|Title||Benthic ecology - Assessment of benthic communities from Autonomous Reef Monitoring Structures (ARMS) in the North Sea|
Autonomous Reef Monitoring Structures (ARMS) are standardized 3D-structures that mimic the complex structure of marine benthic environment by providing a habitat for sessile, less mobile and small organisms. After deployed for 6 to 12 months on the seafloor, the benthic communities have settled on the ARMS and can be recovered to be analysed using genetic (DNA-Metabarcoding & CO1-amplification) and morphologic methods to assess the biodiversity of even small and cryptic species. ARMS have already been deployed globally, but within this project they were deployed for the first time in the North Sea. The area of investigation is the Borkum Reef Ground, a marine protected area. ARMS could help here to identify cryptic reef species that have not yet been recorded in the protected areas by routinely applied monitoring methods.

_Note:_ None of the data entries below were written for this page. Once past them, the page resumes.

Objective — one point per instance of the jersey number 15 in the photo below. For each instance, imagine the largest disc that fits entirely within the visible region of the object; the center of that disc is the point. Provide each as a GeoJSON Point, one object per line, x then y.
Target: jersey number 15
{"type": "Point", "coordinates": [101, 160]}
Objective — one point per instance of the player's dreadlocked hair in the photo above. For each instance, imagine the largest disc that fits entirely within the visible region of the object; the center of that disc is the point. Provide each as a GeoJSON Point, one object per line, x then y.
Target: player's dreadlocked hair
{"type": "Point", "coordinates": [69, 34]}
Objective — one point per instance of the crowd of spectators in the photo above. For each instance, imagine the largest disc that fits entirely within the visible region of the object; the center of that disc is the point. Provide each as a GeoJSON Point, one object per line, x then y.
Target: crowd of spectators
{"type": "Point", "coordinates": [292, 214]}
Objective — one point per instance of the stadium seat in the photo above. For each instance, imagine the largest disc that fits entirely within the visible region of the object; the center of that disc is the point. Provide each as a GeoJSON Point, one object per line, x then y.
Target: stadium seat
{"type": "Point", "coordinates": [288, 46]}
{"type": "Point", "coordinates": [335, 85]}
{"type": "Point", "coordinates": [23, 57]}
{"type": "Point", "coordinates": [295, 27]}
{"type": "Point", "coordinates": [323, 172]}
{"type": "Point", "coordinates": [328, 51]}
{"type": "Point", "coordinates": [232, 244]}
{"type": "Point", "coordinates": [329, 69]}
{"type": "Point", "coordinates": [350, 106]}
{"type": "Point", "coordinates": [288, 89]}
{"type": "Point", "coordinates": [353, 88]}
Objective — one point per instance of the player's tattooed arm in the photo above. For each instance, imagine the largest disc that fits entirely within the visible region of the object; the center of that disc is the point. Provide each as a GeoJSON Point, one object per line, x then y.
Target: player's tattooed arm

|Home institution||Institute for Chemistry and Biology of the Marine Environment|
|Type of work||practical / application-focused|
|Type of thesis||Master's degree|
The task of the student is to conduct DNA metabarcoding, CO1 amplification and morphologic analyses, including also image analyses of fauna from recovered ARMS, to assess the biodiversity in the MPA and to test the suitability of this non-destructive method for a long-term monitoring in the North Sea. Eventually, the results of this thesis can be complemented by participating on a research cruise to recover additional ARMS.
The candidate should have a Bachelor in Biology, Environmental Science, Microbiology or equivalent. Skills in molecular and taxonomic analyses of organisms from the North Sea would be really helpful, but are not mandatory.